An excerpt: Western Beauty

A topic of interest that fluctuates over time that sways people’s perceptions is women’s body image and the Western culture’s standards of beauty. I chose to specifically research the image of women, as the ‘ideal’ male body image has remained fairly consistent throughout history: broad shoulders, chiseled abs, and large stature. Documentation of female beauty dates back to centuries, where corpulent women were praised in the 1800’s, to where society is now, a heavy contrast of where “thin is in”. With the ever-changing standardized beauty of women, the question is, where will body image take us next? And who is really affected by these standards?


General hypothesis: History shows us that women’s standard of beauty has literally been thinning over time. In the age of where thin is “in”, where will body image take us next?

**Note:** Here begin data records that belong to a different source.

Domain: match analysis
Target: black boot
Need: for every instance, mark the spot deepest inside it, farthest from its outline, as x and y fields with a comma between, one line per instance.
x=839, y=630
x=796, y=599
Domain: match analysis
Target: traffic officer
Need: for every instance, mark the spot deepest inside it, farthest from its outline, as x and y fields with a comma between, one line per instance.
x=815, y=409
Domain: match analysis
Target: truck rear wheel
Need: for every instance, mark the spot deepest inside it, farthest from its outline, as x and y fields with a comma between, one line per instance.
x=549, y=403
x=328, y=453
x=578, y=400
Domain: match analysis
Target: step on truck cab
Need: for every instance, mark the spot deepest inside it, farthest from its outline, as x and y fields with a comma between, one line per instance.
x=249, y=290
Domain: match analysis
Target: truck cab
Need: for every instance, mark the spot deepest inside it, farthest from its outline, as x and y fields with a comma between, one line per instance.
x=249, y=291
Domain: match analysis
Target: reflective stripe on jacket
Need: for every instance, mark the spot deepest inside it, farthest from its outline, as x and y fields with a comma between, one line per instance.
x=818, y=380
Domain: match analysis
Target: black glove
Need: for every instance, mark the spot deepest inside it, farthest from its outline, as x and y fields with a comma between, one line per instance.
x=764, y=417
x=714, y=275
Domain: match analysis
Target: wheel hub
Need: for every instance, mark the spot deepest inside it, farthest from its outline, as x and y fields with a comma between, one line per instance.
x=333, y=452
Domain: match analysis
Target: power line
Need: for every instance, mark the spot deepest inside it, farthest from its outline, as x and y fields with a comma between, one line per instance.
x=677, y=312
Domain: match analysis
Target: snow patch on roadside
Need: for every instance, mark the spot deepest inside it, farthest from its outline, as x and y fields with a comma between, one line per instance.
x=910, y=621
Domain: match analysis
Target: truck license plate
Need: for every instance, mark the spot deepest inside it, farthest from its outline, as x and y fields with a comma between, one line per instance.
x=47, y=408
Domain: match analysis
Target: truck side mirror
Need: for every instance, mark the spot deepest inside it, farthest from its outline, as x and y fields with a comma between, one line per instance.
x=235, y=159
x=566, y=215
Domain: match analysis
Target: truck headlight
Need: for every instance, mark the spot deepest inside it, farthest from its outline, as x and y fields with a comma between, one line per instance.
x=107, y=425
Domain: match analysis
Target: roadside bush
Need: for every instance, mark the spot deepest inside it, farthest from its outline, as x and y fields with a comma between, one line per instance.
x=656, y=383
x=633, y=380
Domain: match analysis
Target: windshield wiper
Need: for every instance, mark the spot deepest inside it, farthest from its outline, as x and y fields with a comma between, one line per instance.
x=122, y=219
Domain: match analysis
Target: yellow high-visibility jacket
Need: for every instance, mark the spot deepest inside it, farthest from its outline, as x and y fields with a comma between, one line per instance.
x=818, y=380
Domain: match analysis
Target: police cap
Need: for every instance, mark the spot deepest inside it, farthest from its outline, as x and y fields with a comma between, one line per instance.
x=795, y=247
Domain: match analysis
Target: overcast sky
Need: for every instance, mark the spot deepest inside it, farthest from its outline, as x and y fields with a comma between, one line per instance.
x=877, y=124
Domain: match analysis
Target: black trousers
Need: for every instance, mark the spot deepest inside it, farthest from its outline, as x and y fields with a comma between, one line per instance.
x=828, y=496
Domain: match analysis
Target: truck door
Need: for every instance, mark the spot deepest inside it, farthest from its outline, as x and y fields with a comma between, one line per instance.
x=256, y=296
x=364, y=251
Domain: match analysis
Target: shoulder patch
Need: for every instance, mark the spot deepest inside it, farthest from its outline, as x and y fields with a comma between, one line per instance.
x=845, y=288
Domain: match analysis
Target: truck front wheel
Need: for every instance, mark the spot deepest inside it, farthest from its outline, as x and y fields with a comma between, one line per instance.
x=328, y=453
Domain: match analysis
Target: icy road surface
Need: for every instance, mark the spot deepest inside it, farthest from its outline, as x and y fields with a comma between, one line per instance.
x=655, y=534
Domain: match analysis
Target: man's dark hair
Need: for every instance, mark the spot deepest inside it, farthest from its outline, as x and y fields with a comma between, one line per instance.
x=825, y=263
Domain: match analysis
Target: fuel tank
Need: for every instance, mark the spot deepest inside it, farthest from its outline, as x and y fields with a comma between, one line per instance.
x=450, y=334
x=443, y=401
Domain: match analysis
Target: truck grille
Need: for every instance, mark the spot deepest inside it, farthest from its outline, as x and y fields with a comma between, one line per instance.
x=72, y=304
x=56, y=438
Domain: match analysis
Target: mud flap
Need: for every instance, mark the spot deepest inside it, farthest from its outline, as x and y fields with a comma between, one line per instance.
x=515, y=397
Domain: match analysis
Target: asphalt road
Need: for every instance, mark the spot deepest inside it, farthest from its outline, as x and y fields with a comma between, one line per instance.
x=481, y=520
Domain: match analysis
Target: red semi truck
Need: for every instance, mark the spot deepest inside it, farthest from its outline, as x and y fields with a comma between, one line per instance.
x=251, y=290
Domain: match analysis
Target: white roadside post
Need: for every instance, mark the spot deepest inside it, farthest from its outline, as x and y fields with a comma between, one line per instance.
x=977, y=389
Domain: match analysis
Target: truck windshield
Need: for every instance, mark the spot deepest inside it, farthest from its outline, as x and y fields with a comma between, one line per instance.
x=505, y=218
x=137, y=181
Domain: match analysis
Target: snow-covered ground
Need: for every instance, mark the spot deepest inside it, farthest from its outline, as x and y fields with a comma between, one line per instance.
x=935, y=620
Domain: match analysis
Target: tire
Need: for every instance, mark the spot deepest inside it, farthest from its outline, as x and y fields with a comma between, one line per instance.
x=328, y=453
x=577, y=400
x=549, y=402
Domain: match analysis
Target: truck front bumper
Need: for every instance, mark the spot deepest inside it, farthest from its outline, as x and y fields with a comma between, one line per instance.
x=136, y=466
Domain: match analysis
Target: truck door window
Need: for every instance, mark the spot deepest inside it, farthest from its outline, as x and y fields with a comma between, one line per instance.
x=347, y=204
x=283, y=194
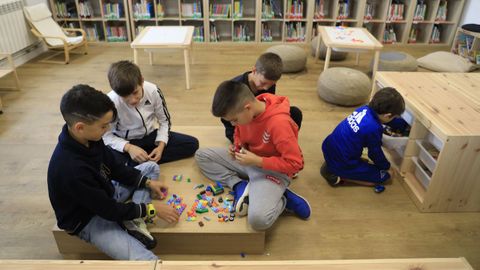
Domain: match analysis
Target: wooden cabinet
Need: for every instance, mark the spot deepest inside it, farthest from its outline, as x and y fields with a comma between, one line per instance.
x=441, y=162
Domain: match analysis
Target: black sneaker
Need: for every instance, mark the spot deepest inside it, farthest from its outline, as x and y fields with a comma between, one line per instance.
x=332, y=179
x=138, y=229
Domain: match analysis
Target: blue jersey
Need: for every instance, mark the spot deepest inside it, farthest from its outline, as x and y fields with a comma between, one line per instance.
x=343, y=148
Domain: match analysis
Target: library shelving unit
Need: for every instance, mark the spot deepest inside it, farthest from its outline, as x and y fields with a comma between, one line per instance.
x=467, y=45
x=102, y=20
x=439, y=163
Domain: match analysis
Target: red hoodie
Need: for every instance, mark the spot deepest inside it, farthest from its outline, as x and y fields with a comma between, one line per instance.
x=273, y=136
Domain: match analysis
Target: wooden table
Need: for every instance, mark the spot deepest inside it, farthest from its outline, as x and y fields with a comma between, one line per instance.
x=355, y=39
x=446, y=115
x=165, y=37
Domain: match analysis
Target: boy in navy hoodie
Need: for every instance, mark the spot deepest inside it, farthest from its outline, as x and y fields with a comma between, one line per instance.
x=343, y=148
x=87, y=202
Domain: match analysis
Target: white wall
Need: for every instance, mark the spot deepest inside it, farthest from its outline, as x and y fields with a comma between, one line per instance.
x=471, y=12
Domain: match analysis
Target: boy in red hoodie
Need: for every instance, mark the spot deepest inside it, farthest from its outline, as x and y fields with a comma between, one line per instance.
x=265, y=155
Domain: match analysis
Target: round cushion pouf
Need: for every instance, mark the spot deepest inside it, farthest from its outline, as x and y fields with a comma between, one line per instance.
x=344, y=86
x=293, y=58
x=335, y=56
x=396, y=61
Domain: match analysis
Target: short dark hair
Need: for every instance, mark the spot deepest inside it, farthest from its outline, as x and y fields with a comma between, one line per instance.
x=387, y=100
x=229, y=97
x=124, y=76
x=85, y=104
x=270, y=66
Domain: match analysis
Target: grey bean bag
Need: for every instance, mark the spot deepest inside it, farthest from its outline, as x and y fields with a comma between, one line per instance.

And how many women are affected by society’s standard to be thin?


According to socialization and identity development, “how much value one sees in oneself is greatly affected by socialization and how you’re seen by society.” The media has conspicuously laid out the standards to fit the nature of the “ideal women”, and our dominant culture tells us what we ought to look like to feel socially acceptable by beauty. Not only is ‘beauty’ limited to our body type, but also it comes down to skin tone, hair, make-up, etc. We also may want to consider women who go tanning, buy make-up, make weekly trips to the salon, and get their nails done. There is a quote that “the more you buy into vanity, the less you have of a soul.” Here, I want to explore to what extent altering our aesthetics is a result of our society’s by-product. Has the media really defined beauty for most women, or do majorities hold it up for their own?


Historical approach: A timeline of Western culture women’s beauty to simply examine themes over time.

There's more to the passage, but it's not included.